In May 2009 he was transferred to the spinal cord injury program at James A. Haley Veterans' Hospital in Tampa. He had to learn how to sit up again, how to put on his shoe, how to maneuver his wheelchair and change his colostomy bag. His condition makes him susceptible to blood clots. He's had five. Each could have killed him.
He was released from the hospital in December.
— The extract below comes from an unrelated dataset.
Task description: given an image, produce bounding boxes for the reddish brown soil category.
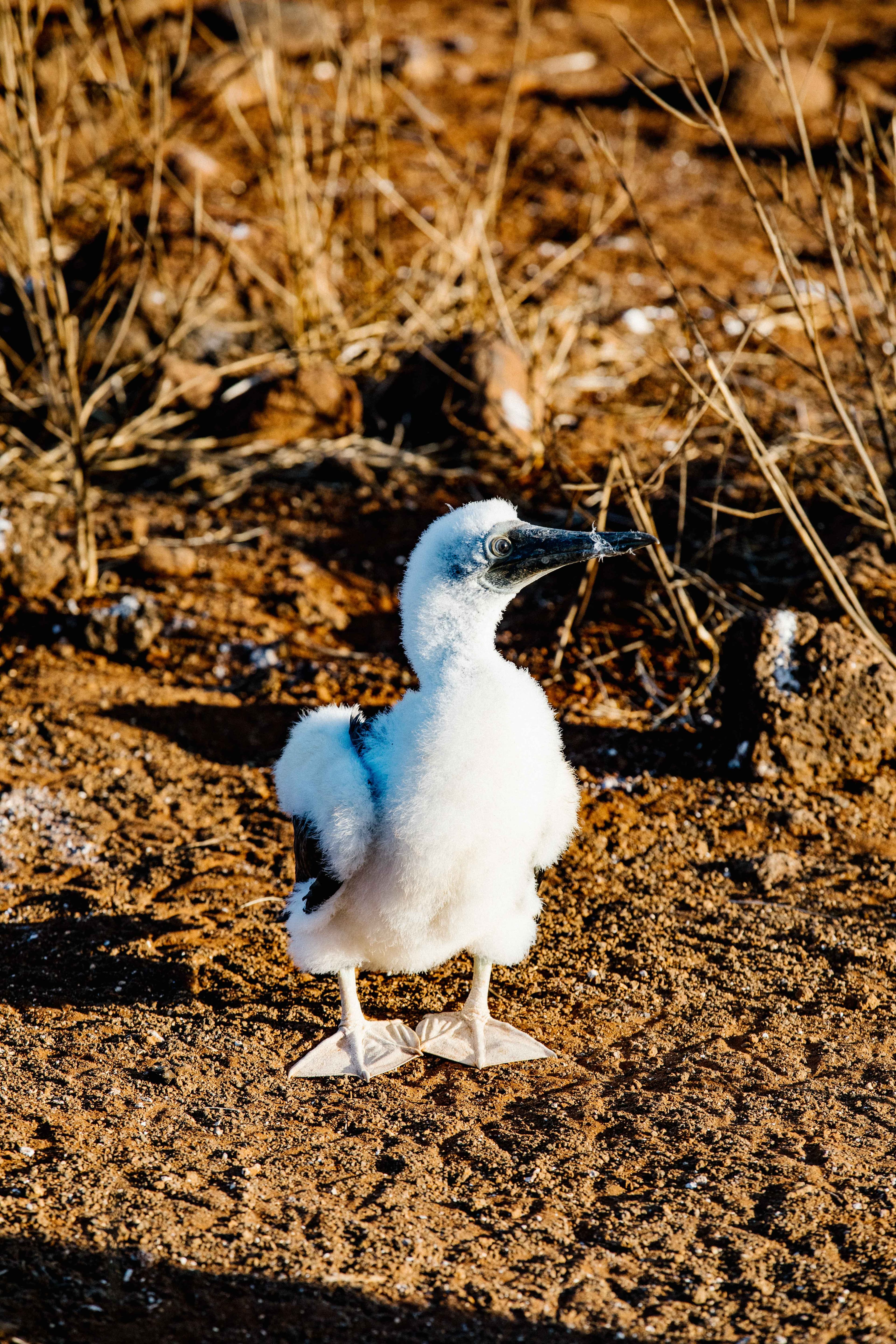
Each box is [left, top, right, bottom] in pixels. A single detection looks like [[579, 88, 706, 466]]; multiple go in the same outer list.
[[0, 488, 896, 1344], [0, 0, 896, 1344]]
Construction on the couple's house began Friday morning. It's in Stonebrier in Lutz, on the corner of Sweet Grass Way and Mapleridge Drive. It should be done — from paint to permits — in 60 days. They are going to have a red front door with gorgeous stained glass. Their bedroom will be beige. There won't be any place Burchard can't go.
"I'm ready to live," said Burchard, who plays on wheelchair basketball and softball teams. He dreams of simple, every day things. Manning a grill, having friends over. Donna dreams of coming in through their new front door, kicking off her shoes, shouting "I'm home," to her husband and giving him a kiss, like any normal couple on any normal day, something they haven't had for a very long time.